John Tabone

Personal information
- Full name: John Tabone
- National team: Malta
- Born: 4 May 1980 (age 46)
- Height: 1.74 m (5 ft 9 in)
- Weight: 65 kg (143 lb)

Sport
- Sport: Swimming
- Strokes: Individual medley

= John Tabone =

Maltese swimmer

John Tabone (born 4 May 1980) is a Maltese former swimmer, who held 12 out of 17 national records and over 40 age group records
specialized in the individual medley events. Tabone qualified only for the men's 400 m individual medley at the 2000 Summer Olympics in Sydney by receiving a Universality place from FINA, in an entry time of 5:00.00. He challenged four other swimmers in heat one, including Hong Kong's Alex Fong, who turned into one of his country's popular singers, and Tunisia's 16-year-old Oussama Mellouli, who later became an Olympic champion in long-distance freestyle (2008) and open water (2012). He rounded out a small field to place 45th in a time of 4:53.12, way off the time he had obtained in the Commonwealth Games that were held in Malaysia in 1998 of 4.48.36. He had made it to the B final and placed 15th overall in that event.Tabone failed to reach the top 8 final, as he placed forty-fifth overall in the prelims.

John Tabone also known as Jon Jon was also Malta swimmer of the year 6 times.

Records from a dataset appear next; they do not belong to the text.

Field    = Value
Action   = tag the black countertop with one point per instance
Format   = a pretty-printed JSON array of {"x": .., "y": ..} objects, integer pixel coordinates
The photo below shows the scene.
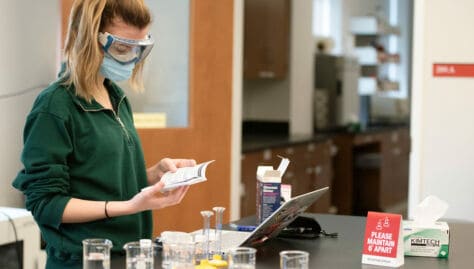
[{"x": 260, "y": 141}]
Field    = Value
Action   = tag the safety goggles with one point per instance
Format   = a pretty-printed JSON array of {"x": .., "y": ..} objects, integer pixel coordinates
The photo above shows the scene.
[{"x": 126, "y": 50}]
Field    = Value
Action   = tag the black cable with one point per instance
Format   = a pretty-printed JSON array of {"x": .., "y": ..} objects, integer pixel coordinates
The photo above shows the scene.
[{"x": 17, "y": 246}]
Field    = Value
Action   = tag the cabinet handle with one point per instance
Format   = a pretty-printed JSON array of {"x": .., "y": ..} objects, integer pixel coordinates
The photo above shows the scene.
[
  {"x": 267, "y": 155},
  {"x": 318, "y": 169},
  {"x": 266, "y": 74},
  {"x": 396, "y": 151},
  {"x": 394, "y": 137}
]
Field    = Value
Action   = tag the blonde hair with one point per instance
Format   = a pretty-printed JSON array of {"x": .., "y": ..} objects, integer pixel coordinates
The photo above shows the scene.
[{"x": 83, "y": 55}]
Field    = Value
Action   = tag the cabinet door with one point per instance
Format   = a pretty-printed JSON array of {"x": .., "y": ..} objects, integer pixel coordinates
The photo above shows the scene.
[
  {"x": 320, "y": 166},
  {"x": 248, "y": 199},
  {"x": 266, "y": 39}
]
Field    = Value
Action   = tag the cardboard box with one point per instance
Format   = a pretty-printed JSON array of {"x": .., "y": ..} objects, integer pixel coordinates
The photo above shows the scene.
[
  {"x": 426, "y": 241},
  {"x": 268, "y": 192}
]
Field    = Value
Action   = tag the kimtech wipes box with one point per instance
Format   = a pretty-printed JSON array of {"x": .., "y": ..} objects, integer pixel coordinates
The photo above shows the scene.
[
  {"x": 269, "y": 189},
  {"x": 425, "y": 235},
  {"x": 427, "y": 240}
]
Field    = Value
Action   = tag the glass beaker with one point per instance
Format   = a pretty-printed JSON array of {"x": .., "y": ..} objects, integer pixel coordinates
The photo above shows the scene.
[
  {"x": 242, "y": 258},
  {"x": 168, "y": 238},
  {"x": 139, "y": 254},
  {"x": 96, "y": 253},
  {"x": 182, "y": 255},
  {"x": 294, "y": 259}
]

In 1995, he was the first Maltese in history to be given an I.O.C Swimming Scholarship In Jacksonvile Florida at Bolles School.

John took part in the 2018 European Masters championships that were held in Slovenia. After an absence of 18 years from the sport of Swimming he took part in the 50m Butterfly and at the age of 38 he clocked 28.74 coming 6th overall in the 1980 category in Europe and 16th out of 52 participants in the 35-39 age group.

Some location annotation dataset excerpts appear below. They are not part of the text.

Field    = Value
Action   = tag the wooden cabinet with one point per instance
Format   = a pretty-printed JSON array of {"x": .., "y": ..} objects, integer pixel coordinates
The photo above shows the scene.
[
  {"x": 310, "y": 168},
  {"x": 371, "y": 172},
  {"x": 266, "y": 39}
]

During The Masters European championships held in Rome age group 40 - 44, John managed to swim the 50m Butterfly and 50m Breastroke in 27.89 and 32.32 respectively. He placed in the top 11th out of 46 in the fly and 10th out of 40 in the breast. Also note mentioning he placed 3rd and 2nd in the 1980 age group both of which are National Masters records.

In 2026 John broke 2 National Masters records in the age group 45–49 years old. He swam the 50m Butterfly in 29.05 and the 50m Breastroke in 32.93. At the European Masters Championships John took part in 2 events. He broke the National Masters record in both the 50m Breastroke and 50m Butterfly. He swam the 50m Breastroke in 32.29 and placed 6th out of 30 and 10th out of 34 in the 50m Butterfly in a time of 28.83.

He is Sliema ASC's Swimming Masters coach following in the footsteps of his late Grandfather Frankie Tabone and his Father John Tabone SNr.